Asyl-Ausnahmeregel für Syrer gefordert
In der Debatte über die Rückkehr von Flüchtlingen forderte die außenpolitische Sprecherin der Grünen im EU-Parlament, Hannah Neumann, Ausnahmeregelungen bei den Asylvorschriften. In den Zeitungen der Funke Mediengruppe regte sie flexible Ausnahmeregelungen an, die es Syrern ermöglichten, in ihrem Heimatland eine demokratische Regierungsbildung und den Wiederaufbau vor Ort zu unterstützen, ohne damit ihren Asylstatus in Deutschland oder einem anderen EU-Staat zu riskieren.
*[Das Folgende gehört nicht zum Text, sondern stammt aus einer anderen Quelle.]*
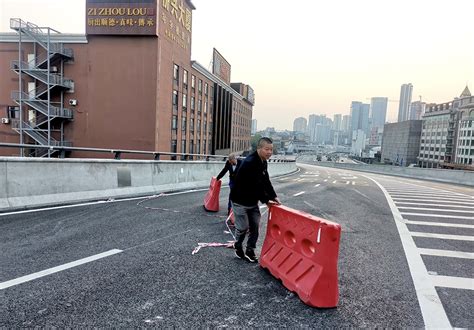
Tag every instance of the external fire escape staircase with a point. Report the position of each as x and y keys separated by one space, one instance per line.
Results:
x=42 y=115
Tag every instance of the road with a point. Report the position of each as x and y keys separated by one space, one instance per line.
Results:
x=405 y=259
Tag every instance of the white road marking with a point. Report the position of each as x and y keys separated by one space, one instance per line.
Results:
x=447 y=253
x=439 y=224
x=436 y=204
x=455 y=201
x=437 y=196
x=438 y=215
x=443 y=236
x=30 y=277
x=297 y=194
x=430 y=209
x=432 y=310
x=453 y=282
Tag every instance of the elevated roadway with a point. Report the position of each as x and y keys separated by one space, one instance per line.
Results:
x=406 y=259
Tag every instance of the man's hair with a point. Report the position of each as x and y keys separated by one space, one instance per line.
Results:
x=264 y=140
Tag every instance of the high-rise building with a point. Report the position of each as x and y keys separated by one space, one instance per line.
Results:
x=378 y=111
x=299 y=125
x=337 y=125
x=405 y=101
x=401 y=142
x=346 y=123
x=464 y=148
x=360 y=116
x=417 y=109
x=90 y=90
x=254 y=126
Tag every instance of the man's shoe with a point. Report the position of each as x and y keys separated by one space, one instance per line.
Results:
x=250 y=254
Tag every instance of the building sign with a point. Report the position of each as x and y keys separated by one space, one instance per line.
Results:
x=126 y=17
x=220 y=67
x=250 y=95
x=176 y=19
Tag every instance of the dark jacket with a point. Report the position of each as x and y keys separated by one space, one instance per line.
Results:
x=232 y=172
x=252 y=183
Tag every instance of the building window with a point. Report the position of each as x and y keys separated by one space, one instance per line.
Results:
x=13 y=112
x=174 y=148
x=185 y=78
x=176 y=73
x=175 y=100
x=185 y=102
x=174 y=123
x=183 y=124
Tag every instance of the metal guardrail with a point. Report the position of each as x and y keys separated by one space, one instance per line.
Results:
x=118 y=152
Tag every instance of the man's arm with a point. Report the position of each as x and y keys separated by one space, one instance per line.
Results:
x=223 y=172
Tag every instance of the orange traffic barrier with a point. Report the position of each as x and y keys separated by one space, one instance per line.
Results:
x=302 y=250
x=211 y=200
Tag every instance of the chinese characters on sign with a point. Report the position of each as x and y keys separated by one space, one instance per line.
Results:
x=176 y=19
x=119 y=17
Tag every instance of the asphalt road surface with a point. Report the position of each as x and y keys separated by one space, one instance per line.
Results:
x=405 y=259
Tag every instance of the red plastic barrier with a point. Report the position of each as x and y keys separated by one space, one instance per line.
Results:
x=211 y=200
x=302 y=250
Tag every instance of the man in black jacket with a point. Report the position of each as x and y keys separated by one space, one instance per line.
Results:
x=232 y=165
x=252 y=184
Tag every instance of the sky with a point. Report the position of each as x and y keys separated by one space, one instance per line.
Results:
x=305 y=57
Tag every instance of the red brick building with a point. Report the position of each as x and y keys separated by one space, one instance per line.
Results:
x=129 y=83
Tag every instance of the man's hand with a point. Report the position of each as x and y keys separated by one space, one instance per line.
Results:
x=275 y=201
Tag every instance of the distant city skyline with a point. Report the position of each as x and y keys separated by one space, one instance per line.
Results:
x=294 y=77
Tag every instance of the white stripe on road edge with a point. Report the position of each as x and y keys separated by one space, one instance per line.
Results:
x=447 y=253
x=430 y=200
x=435 y=204
x=438 y=215
x=439 y=224
x=429 y=209
x=53 y=270
x=112 y=200
x=434 y=315
x=436 y=196
x=444 y=236
x=453 y=282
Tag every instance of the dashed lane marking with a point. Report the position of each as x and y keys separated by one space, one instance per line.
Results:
x=438 y=224
x=446 y=253
x=438 y=215
x=453 y=282
x=298 y=194
x=443 y=236
x=30 y=277
x=430 y=209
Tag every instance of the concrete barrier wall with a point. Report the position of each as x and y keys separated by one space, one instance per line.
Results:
x=32 y=182
x=433 y=174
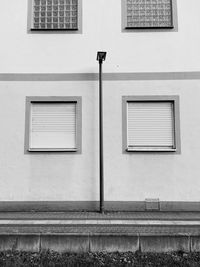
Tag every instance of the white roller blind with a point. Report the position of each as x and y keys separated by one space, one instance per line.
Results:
x=150 y=124
x=53 y=125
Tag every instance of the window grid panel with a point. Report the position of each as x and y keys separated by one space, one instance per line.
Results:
x=53 y=125
x=55 y=14
x=150 y=124
x=149 y=13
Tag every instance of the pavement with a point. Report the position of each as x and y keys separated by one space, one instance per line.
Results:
x=116 y=223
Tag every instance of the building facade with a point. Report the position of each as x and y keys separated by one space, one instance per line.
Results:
x=49 y=155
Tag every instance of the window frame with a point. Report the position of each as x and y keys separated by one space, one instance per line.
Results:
x=54 y=99
x=176 y=121
x=173 y=28
x=53 y=31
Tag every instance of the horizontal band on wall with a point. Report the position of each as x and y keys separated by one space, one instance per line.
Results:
x=94 y=76
x=22 y=206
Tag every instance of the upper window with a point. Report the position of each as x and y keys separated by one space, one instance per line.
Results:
x=149 y=14
x=53 y=124
x=151 y=123
x=55 y=15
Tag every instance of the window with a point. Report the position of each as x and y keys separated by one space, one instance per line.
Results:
x=151 y=123
x=53 y=124
x=55 y=15
x=149 y=14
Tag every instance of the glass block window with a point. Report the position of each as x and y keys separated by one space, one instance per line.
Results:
x=149 y=14
x=55 y=15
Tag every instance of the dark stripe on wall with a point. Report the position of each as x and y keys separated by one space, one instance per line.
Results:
x=94 y=76
x=22 y=206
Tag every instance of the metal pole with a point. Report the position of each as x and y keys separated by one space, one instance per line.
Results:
x=101 y=171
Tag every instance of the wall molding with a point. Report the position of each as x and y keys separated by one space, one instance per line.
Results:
x=61 y=206
x=120 y=76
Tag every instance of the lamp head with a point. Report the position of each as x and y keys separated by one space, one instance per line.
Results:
x=101 y=56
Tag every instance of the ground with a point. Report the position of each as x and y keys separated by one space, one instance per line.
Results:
x=127 y=259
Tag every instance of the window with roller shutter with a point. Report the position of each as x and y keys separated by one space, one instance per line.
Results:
x=53 y=124
x=151 y=123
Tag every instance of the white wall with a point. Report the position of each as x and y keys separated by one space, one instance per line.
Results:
x=131 y=177
x=127 y=52
x=46 y=176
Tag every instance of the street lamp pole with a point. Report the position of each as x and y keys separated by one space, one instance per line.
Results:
x=101 y=56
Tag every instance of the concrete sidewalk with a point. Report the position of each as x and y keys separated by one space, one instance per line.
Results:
x=92 y=231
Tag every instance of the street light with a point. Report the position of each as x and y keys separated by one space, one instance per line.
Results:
x=101 y=56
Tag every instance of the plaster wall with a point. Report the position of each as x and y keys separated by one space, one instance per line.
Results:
x=24 y=52
x=128 y=177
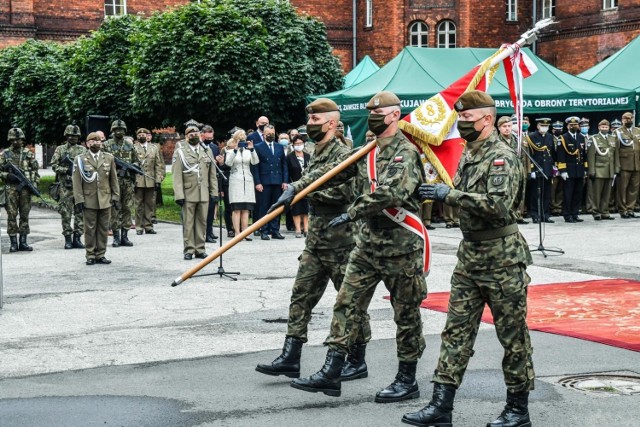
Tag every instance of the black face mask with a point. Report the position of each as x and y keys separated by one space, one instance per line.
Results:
x=467 y=129
x=377 y=124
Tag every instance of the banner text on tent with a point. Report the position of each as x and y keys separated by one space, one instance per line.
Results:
x=581 y=102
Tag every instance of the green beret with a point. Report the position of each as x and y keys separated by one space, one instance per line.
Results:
x=504 y=119
x=321 y=105
x=383 y=99
x=474 y=99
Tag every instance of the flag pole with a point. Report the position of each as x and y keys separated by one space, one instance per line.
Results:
x=265 y=219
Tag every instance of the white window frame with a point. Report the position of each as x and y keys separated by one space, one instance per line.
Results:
x=368 y=14
x=445 y=29
x=548 y=8
x=419 y=29
x=512 y=10
x=110 y=8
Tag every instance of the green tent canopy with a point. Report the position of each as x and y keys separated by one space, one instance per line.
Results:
x=416 y=74
x=364 y=69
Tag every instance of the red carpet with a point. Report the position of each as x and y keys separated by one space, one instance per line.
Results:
x=604 y=311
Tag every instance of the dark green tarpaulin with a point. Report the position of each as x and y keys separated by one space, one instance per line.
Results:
x=364 y=69
x=416 y=74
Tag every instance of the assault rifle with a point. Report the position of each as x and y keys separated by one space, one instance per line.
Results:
x=23 y=181
x=128 y=167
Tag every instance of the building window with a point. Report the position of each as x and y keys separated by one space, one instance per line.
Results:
x=548 y=8
x=512 y=10
x=446 y=34
x=115 y=7
x=418 y=34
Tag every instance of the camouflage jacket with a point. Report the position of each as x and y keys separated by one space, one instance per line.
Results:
x=62 y=169
x=400 y=172
x=24 y=159
x=327 y=204
x=489 y=186
x=124 y=151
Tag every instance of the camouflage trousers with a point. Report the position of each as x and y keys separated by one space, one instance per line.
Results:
x=66 y=208
x=402 y=276
x=505 y=291
x=316 y=267
x=121 y=219
x=18 y=203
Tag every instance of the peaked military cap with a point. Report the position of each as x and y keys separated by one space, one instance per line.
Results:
x=321 y=105
x=383 y=99
x=474 y=99
x=504 y=119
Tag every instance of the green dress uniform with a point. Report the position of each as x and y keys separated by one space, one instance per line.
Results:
x=18 y=202
x=603 y=163
x=194 y=181
x=66 y=202
x=152 y=164
x=384 y=250
x=628 y=180
x=95 y=183
x=491 y=268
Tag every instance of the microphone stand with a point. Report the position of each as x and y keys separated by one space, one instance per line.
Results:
x=221 y=272
x=541 y=217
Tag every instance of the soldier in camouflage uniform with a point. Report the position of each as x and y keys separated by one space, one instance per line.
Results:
x=491 y=269
x=385 y=251
x=18 y=202
x=325 y=254
x=121 y=146
x=62 y=165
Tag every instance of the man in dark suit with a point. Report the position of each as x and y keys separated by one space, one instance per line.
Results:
x=258 y=136
x=270 y=176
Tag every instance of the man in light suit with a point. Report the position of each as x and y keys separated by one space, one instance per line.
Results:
x=95 y=190
x=152 y=165
x=194 y=182
x=270 y=177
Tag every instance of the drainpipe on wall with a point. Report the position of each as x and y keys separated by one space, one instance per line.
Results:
x=355 y=34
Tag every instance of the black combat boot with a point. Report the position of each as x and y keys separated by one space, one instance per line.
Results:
x=23 y=244
x=124 y=240
x=515 y=413
x=77 y=243
x=327 y=379
x=288 y=363
x=438 y=411
x=404 y=387
x=14 y=244
x=355 y=367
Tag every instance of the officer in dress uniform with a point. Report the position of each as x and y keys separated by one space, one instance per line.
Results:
x=628 y=152
x=540 y=144
x=602 y=168
x=572 y=165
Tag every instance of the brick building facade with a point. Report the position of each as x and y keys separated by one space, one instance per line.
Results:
x=586 y=33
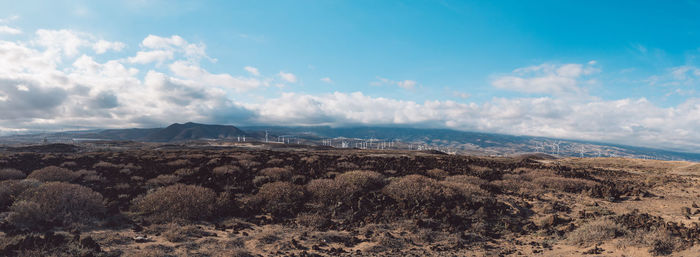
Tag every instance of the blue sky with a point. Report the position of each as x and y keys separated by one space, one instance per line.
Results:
x=624 y=72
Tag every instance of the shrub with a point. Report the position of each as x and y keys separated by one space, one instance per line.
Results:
x=177 y=233
x=437 y=173
x=569 y=185
x=182 y=172
x=277 y=173
x=418 y=189
x=53 y=173
x=8 y=173
x=345 y=187
x=313 y=220
x=464 y=186
x=11 y=189
x=324 y=190
x=596 y=231
x=281 y=198
x=163 y=180
x=56 y=203
x=103 y=165
x=179 y=201
x=358 y=181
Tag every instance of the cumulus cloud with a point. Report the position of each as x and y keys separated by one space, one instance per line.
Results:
x=405 y=84
x=4 y=29
x=288 y=77
x=102 y=46
x=53 y=80
x=547 y=79
x=252 y=70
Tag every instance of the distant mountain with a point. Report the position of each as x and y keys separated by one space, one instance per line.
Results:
x=193 y=131
x=446 y=140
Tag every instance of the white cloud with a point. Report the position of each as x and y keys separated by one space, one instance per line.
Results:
x=252 y=70
x=53 y=80
x=9 y=30
x=9 y=19
x=462 y=95
x=176 y=44
x=405 y=84
x=157 y=56
x=200 y=76
x=102 y=46
x=288 y=77
x=546 y=79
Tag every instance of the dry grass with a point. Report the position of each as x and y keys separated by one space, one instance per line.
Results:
x=179 y=201
x=53 y=173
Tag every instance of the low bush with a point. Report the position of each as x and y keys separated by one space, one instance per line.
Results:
x=11 y=189
x=226 y=170
x=596 y=231
x=417 y=189
x=345 y=187
x=56 y=203
x=281 y=198
x=569 y=185
x=8 y=173
x=53 y=173
x=277 y=173
x=175 y=202
x=163 y=180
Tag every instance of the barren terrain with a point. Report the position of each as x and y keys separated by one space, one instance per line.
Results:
x=229 y=201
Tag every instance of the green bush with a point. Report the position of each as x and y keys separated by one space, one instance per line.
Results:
x=179 y=201
x=8 y=173
x=56 y=203
x=53 y=173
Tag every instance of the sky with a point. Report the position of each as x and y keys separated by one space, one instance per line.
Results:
x=622 y=72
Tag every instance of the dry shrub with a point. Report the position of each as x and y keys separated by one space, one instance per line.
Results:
x=11 y=189
x=277 y=173
x=163 y=180
x=177 y=233
x=345 y=187
x=569 y=185
x=659 y=240
x=418 y=189
x=347 y=166
x=103 y=165
x=9 y=173
x=258 y=181
x=56 y=203
x=179 y=201
x=69 y=164
x=179 y=163
x=313 y=220
x=248 y=164
x=183 y=172
x=281 y=198
x=437 y=173
x=464 y=185
x=596 y=231
x=275 y=161
x=53 y=173
x=358 y=181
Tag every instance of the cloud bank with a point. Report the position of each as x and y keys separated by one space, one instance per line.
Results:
x=61 y=79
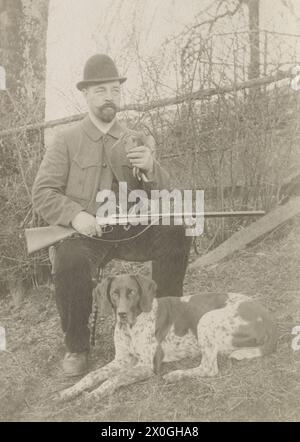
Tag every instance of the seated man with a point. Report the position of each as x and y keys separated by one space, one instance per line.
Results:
x=81 y=161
Ohne solche Ausnahmen liefen Betroffene im schlimmsten Fall Gefahr, nicht mehr zu ihrer Familie in Europa zurückkehren zu können, betonte die Grünen-Politikerin.
Mittelstand: Brauchen syrische Arbeitskräfte
Insgesamt leben derzeit laut Bundesinnenministerium rund 975.000 Syrer in Deutschland. Am Montag hatte das Bundesamt für Migration und Flüchtlinge (Bamf) entschieden, über Asylanträge von Menschen aus Syrien wegen der dynamischen Entwicklung in dem Land vorerst nicht zu entscheiden. Einen diskutierten Aufnahmestopp für Syrer lehnen Wirtschaftsvertreter ab.
Für den deutschen Arbeitsmarkt seien viele syrische Angestellte wichtig, sagte der geschäftsführende Vorstand des Deutschen Mittelstands-Bundes, Marc Tenbieg, der Frankfurter Allgemeinen Sonntagszeitung. Der Mittelstand könne es sich nicht leisten, auf arbeitswillige Menschen zu verzichten. "Deshalb lehnen wir einen Schnellschuss bei möglichen Rückführungen nach Syrien ab", sagte Tenbieg.
Ähnlich äußerte sich auch ver.di-Chef Frank Werneke. "Sei es in der Pflege, in Krankenhäusern, bei Post- und Paketdiensten, im Versandhandel oder vielen anderen Berufen. An sehr vielen Stellen sorgen aus Syrien geflüchtete Menschen dafür, dieses Land am Laufen zu halten", sagte er.
Verkehrsbetriebe beschäftigen etwa 2.000 Syrer
Gebraucht werden die syrischen Mitarbeiter auch bei den Verkehrsbetrieben. "Wir können an vielen Stellen nicht auf sie verzichten" teilte der Präsident des Verbands Deutscher Verkehrsunternehmen (VDV), Ingo Wortmann, der Nachrichtenagentur dpa mit. Allein im Fahrdienst arbeiteten im öffentlichen Personennahverkehr (ÖPNV) bundesweit etwa 2.000 syrische Kolleginnen und Kollegen, ergänzte er. Kehrten sie zurück, würde das die ohnehin bestehenden Personalengpässe in der Branche weiter verschärfen. Forderungen, etwa von Unionsfraktionsvize Jens Spahn, nach unverzüglichen Rückführungen von Syrerinnen und Syrern nach dem Sturz des Assad-Regimes kritisierte Wortmann als politischen Aktionismus. "Wir schaden dem Standort Deutschland, wenn Menschen, die hier arbeiten wollen, nicht bei uns bleiben können."